Even so, Canopy has been going through a rough patch lately. Mounting quarterly losses, less-than-stellar recreational and medical marijuana sales, and a number of costly acquisitions ultimately culminated in the departureof longtime co-CEO Bruce Linton last week. While Linton initially stated that the decision was mutually agreed upon between him and the board of directors, he later admitted during a rather candid interview on CNBC’s Squawk Box that he was forced out the door — presumably at Constellation’s behest. The company will reportedly begin searching for a new CEO immediately. And as part of this management churn, co-CEO Mark Zekulin stated that he also plans to step aside, once a replacement is found.
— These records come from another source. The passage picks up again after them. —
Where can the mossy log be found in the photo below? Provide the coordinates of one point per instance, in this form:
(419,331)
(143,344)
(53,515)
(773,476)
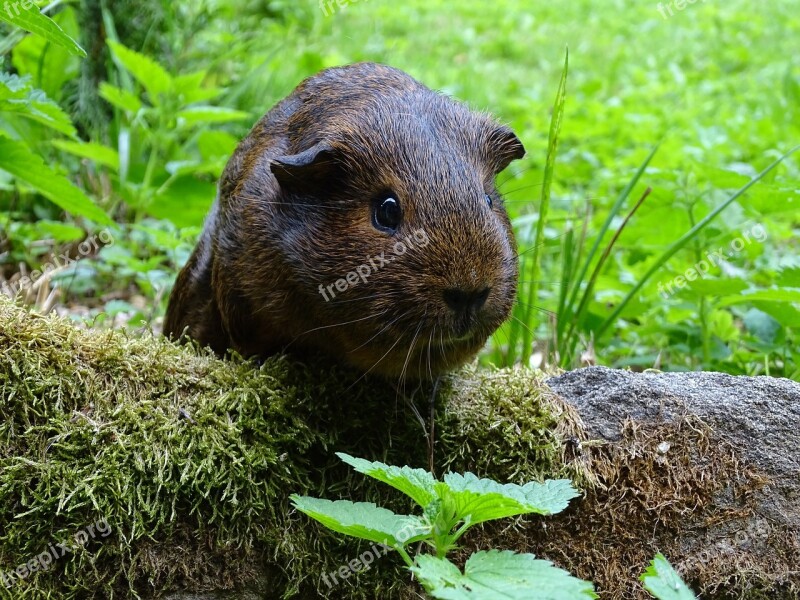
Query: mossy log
(187,461)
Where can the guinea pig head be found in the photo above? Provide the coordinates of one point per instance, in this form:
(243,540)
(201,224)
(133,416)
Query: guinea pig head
(399,237)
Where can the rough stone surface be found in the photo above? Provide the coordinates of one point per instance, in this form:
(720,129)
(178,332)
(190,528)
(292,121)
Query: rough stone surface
(736,547)
(749,536)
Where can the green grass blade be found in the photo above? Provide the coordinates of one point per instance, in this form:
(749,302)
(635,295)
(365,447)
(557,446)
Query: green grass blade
(687,237)
(567,318)
(544,207)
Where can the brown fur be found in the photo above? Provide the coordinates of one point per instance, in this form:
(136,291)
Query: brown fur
(294,210)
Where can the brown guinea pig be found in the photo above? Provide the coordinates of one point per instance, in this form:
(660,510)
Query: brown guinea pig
(359,218)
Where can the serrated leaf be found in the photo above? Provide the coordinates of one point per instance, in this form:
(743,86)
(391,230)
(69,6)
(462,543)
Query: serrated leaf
(120,98)
(18,96)
(210,114)
(19,161)
(97,153)
(35,22)
(661,580)
(153,77)
(484,499)
(363,520)
(417,484)
(500,575)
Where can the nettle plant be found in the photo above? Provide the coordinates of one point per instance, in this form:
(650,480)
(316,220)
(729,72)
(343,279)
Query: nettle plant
(449,508)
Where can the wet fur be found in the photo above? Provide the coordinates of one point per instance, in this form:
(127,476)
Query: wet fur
(294,210)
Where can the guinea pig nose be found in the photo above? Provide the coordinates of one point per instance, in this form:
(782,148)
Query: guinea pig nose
(465,302)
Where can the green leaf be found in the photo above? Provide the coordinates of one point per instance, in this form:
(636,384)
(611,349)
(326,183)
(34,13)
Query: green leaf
(363,520)
(661,580)
(49,67)
(153,77)
(417,484)
(685,239)
(19,161)
(18,96)
(97,153)
(764,295)
(483,499)
(499,575)
(717,287)
(32,20)
(120,98)
(210,114)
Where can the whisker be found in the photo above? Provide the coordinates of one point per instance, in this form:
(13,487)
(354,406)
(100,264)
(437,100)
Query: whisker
(331,326)
(399,338)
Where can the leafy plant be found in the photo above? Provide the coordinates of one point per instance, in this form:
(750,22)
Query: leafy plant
(449,508)
(20,102)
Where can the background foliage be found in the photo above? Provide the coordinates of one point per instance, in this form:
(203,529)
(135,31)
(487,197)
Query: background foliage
(140,128)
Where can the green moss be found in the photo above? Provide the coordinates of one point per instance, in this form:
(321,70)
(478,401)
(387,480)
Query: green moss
(191,459)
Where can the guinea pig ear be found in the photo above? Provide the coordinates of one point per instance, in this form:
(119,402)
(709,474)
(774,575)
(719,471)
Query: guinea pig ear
(307,169)
(504,146)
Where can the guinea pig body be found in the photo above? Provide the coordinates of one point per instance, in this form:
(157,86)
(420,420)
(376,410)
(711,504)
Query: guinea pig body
(358,218)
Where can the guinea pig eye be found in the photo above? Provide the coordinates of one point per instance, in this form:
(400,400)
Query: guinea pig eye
(387,214)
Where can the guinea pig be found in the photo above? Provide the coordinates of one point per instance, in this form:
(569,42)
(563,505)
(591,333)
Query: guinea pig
(359,219)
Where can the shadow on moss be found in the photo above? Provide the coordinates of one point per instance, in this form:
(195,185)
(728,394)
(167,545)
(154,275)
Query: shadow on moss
(190,460)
As Canopy begins the transition to a new management team, it’s an opportune time to consider where this top pot company might end up in the next five years. So, without further ado, here’s a look at where Canopy seems to be headed.
The next step
Now that Canopy is a large cap company, it’s arguably time for the company to start acting like one and that means improving its bottom-line in a big way. In the most recent quarter, the pot titan posted a staggering operating net loss of 174.4 million CAD, which was well above Wall Street’s consensus estimate for the three-month period. Therefore, the first order of business for Canopy’s next CEO will almost certainly be to rein in expenses and put the company on a path toward sustained profitability.
As things stand now, Wall Street has the company losing money all the way out until fiscal year 2022 — a trend that clearly isn’t sitting well with its equity partner Constellation. Underscoring this point, HEXO and OrganiGram Holdings — two much smaller Canadian pot cultivators and distributors — are both on track to turn a profit as soon as next year. Investors can therefore probably bank on Canopy hiring a cost-conscious CEO as its next leader. In other words, Canopy’s days of plowing huge amounts of capital into highly speculative deals — such as the proposed buyout of Acreage Holdings that will only go through if the U.S. ends federal prohibition on marijuana — are likely over.